Un phénomène nommé Romane Dicko

Drôle, attachante et surtout impressionnante, la Française fait partie de la nouvelle génération dorée du judo.[Adidas]

Attention, prodige droit devant. La très jeune Romane Dicko, qui souffle sa vingtième bougie ce lundi, est considérée comme l'une des futures reines du judo. Avec elle, la relève est déjà assurée.

Mais si les éloges ne cessent de pleuvoir autour d'elle, la jeune femme ne se laisse absolument pas distraire. Bien au contraire. La native de Clamart garde la tête sur les épaules. Et si, au premier abord, elle paraît très « cool et insouciante », Romane Dicko est une personne très sérieuse qui sait ce qu’elle veut. Et surtout où elle va. Rencontrée à l’Insep mi-septembre lors d’une «rentrée à l’Américaine» organisée par Adidas, la judoka s’est confiée sur son statut et surtout ses objectifs à venir. Sans filtre.

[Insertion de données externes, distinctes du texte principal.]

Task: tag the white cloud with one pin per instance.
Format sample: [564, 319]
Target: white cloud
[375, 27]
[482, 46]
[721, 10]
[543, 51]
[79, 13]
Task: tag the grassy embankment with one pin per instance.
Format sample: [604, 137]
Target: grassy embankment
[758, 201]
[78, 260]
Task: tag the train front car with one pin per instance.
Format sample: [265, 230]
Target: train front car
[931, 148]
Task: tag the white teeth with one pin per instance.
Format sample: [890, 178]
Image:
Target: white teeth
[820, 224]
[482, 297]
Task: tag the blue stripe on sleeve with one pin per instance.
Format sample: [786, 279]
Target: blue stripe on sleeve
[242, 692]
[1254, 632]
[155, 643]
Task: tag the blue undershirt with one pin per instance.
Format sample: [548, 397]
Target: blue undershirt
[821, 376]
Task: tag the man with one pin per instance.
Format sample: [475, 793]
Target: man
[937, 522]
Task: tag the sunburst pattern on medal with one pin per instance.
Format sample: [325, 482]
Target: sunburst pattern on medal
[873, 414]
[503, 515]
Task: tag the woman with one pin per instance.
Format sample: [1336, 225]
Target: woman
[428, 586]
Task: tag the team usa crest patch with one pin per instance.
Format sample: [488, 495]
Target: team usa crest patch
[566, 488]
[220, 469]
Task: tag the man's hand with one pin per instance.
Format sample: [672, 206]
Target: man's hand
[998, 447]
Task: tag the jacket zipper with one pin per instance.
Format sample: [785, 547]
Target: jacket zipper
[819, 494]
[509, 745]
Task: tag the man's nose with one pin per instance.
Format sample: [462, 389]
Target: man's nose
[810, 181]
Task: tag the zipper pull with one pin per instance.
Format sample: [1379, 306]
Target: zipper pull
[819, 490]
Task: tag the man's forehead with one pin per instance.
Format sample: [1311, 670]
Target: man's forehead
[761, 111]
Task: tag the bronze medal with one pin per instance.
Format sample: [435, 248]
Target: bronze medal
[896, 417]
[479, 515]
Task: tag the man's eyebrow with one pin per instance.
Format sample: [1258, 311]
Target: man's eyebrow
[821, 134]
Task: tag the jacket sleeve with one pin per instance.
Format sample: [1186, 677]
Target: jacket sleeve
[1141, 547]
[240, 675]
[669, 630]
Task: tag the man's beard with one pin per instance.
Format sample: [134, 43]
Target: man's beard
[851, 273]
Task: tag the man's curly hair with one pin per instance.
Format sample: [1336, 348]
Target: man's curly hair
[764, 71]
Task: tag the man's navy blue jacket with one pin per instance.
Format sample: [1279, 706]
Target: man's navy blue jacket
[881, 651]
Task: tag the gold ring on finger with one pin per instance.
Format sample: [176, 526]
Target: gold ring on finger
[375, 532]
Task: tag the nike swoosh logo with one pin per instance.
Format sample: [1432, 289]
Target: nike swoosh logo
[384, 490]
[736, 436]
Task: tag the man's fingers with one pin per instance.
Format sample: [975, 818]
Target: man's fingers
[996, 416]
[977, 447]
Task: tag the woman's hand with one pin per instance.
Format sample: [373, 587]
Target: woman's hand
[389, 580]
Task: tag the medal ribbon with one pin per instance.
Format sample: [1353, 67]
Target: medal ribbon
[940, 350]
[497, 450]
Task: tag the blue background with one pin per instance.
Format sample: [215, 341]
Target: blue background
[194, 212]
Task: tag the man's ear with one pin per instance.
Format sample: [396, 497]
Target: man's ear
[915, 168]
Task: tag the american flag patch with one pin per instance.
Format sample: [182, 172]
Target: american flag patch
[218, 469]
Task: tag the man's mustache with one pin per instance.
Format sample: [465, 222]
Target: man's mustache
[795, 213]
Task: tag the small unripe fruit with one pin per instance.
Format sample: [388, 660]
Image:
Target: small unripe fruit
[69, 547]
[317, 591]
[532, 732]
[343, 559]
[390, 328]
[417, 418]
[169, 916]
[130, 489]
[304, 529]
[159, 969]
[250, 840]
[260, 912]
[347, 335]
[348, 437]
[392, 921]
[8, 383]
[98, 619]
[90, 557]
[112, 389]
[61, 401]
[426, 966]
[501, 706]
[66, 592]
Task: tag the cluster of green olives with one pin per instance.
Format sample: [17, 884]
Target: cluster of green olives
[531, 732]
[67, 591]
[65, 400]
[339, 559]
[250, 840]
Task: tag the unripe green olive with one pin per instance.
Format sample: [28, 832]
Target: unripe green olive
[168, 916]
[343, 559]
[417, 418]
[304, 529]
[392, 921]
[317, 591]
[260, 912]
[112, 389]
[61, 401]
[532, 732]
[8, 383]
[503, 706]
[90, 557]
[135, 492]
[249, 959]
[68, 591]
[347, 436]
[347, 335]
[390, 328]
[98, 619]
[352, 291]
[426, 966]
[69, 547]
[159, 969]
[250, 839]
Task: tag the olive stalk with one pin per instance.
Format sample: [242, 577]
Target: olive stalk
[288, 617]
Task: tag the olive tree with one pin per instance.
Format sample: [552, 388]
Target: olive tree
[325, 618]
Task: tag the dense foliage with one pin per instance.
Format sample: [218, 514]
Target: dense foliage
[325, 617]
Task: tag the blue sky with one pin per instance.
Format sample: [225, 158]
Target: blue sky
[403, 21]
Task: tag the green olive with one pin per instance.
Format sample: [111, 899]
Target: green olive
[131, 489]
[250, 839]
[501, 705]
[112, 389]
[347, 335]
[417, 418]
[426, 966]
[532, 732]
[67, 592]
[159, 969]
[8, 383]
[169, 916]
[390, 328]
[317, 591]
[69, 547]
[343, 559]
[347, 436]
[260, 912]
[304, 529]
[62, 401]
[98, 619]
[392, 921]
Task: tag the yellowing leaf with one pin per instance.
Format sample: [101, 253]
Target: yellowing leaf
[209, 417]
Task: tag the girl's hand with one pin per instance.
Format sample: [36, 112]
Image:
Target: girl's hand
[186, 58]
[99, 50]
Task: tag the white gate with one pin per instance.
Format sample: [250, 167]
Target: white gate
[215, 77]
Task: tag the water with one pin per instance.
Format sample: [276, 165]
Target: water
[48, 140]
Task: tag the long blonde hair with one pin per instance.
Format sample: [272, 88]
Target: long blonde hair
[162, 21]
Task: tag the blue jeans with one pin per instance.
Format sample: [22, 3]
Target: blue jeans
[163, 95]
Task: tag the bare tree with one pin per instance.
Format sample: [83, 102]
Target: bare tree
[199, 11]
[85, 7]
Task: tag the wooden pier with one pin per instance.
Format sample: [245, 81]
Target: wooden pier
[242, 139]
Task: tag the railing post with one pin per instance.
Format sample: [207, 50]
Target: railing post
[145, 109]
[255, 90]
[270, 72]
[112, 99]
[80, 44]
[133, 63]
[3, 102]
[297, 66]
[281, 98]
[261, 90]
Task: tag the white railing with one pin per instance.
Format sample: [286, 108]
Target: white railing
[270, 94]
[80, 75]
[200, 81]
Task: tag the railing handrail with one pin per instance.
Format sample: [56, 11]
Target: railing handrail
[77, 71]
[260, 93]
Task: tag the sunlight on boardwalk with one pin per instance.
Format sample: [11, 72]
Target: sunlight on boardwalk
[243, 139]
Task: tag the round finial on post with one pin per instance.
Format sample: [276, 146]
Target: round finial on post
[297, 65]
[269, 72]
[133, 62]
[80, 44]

Cette ancienne nageuse de niveau régional, arrivée sur le tard au judo (12 ans), à la fois drôle et attachante, est une véritable bouffée d’oxygène, qui sort de l’ordinaire. « J’adore la veste (VRCT d’Adidas). Par contre je préfère le t-shirt des mecs alors j’ai triché et j’en ai pris », s’amuse celle qui impressionne à la fois par sa carrure (1,80m pour 98kg) mais aussi par son sourire et sa décontraction. Mais attention à ses adversaires. Si elle aime rire, sur le tatami, elle n’est pas là pour rire. La jeune francilienne ne perd pas de temps.

Celle qui a fait ses débuts au club de Villeneuve-le-Roi avait marqué les esprits en étant sacrée championne de France de judo en 2016, alors qu’elle n’était que cadette, et surtout, qu’elle n’était pas encore ceinture noire. Rien d’étonnant alors de la voir championne d’Europe des lourdes (+78kg) l’an dernier à Tel-Aviv deux ans plus tard. A titre de comparaison, Teddy Riner décrochait son premier titre continental au même âge. Mais la comparaison s’arrête là car elle compte bien se faire son propre nom et son propre palmarès, «même si évidemment ce sont des exemples à suivre.»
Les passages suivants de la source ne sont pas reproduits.